Personal information
- Full name: Manuel Pérez Cascallana De Ramón
- Date of birth: 21 May 1983 (age 42)
- Place of birth: Madrid, Spain

Youth career
- Las Rozas

Senior career*
- Years: Team / Apps / (Gls)
- 2007–2010: Las Rozas

Managerial career
- 2007–2010: Las Rozas (youth)
- 2010–2011: West Ham united U16 (assistant)
- 2011–2013: Rayo Majadahonda (youth)
- 2014–2015: Amistad
- 2018–2019: FPA Las Rozas (youth)
- 2019–2020: ATK (assistant)
- 2020: ATK (interim)
- 2020–2021: Mohun Bagan (assistant)
- 2021–2022: Mohun Bagan (interim)
- 2022: Persib Bandung (assistant)
- 2024: Mohun Bagan (assistant)

= Manuel Cascallana =

Spanish football manager (born 1983)

Manuel Pérez-Cascallana de Ramón (born 21 May 1983) is a Spanish football coach and former player.

==Career==
Cascallana was a Las Rozas CF youth graduate, breaking into the first team in 2007; while involved with the first team squad, he also managed the youth categories. In 2010, he moved abroad to complete his studying qualifications, and joined West Ham United's Academy as an assistant manager of the under-16 squad.

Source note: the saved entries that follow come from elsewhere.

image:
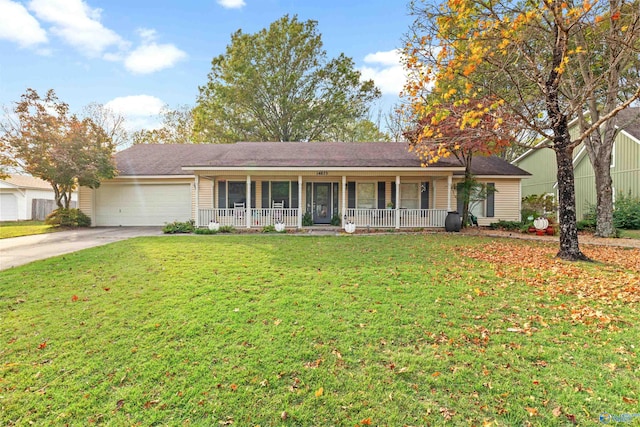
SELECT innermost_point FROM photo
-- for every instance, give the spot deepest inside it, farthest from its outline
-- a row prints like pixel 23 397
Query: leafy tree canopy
pixel 43 139
pixel 526 55
pixel 279 85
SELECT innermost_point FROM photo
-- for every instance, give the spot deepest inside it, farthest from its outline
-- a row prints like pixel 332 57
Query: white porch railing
pixel 386 218
pixel 378 218
pixel 259 217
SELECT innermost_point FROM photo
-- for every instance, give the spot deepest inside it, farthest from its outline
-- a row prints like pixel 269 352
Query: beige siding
pixel 85 201
pixel 507 201
pixel 441 189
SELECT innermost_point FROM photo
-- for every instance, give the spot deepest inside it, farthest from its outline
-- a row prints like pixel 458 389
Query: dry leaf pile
pixel 613 279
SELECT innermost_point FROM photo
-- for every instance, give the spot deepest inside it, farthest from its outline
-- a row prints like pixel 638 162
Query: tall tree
pixel 607 63
pixel 177 128
pixel 112 122
pixel 458 134
pixel 278 85
pixel 518 53
pixel 48 142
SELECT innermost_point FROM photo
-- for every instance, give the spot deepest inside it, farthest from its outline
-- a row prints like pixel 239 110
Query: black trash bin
pixel 453 222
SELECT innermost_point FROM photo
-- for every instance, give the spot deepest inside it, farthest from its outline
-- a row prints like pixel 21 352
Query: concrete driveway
pixel 23 250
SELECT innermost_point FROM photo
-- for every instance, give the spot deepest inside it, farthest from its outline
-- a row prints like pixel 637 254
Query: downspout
pixel 397 201
pixel 197 201
pixel 449 185
pixel 248 206
pixel 299 201
pixel 344 200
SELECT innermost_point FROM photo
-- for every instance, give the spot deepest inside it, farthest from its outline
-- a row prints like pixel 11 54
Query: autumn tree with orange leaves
pixel 526 56
pixel 463 136
pixel 44 140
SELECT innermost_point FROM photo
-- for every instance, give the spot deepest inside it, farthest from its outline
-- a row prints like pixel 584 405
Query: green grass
pixel 23 228
pixel 391 330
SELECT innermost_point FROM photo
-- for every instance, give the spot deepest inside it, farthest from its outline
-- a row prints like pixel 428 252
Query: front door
pixel 322 203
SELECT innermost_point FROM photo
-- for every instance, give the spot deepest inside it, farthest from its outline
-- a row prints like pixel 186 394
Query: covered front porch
pixel 309 200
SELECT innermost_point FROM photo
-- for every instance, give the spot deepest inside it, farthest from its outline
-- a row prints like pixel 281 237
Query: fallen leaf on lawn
pixel 447 413
pixel 149 403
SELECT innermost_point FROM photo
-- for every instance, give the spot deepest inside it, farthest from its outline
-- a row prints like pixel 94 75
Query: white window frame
pixel 374 203
pixel 417 198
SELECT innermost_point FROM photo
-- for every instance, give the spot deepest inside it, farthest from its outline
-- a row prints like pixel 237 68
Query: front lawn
pixel 293 330
pixel 23 228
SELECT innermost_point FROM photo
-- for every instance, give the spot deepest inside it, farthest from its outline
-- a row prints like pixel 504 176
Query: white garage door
pixel 8 207
pixel 129 204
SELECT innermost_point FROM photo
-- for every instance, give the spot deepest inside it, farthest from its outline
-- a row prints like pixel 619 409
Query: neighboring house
pixel 625 166
pixel 256 184
pixel 23 197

Returning to Spain in 2011, Cascallana worked at CF Rayo Majadahonda and Atlético Madrid before being appointed manager of CDE Amistad in August 2014. He subsequently returned to Atleti to work with the club's campus in Spain and abroad.

In 2018, Cascallana joined CDE FPA Las Rozas as a sporting director, also managing the club's Alevín C squad. In August 2019, he was named Antonio López's assistant at Indian Super League club ATK.

In January 2020, as López was suspended, Cascallana took over ATK for two matches, a 2–0 success over FC Goa and 1–0 win over NorthEast United FC.

==Personal life==
Cascallana's father Carlos was also involved with football, notably working as an assistant at Fenerbahçe SK and Beşiktaş JK.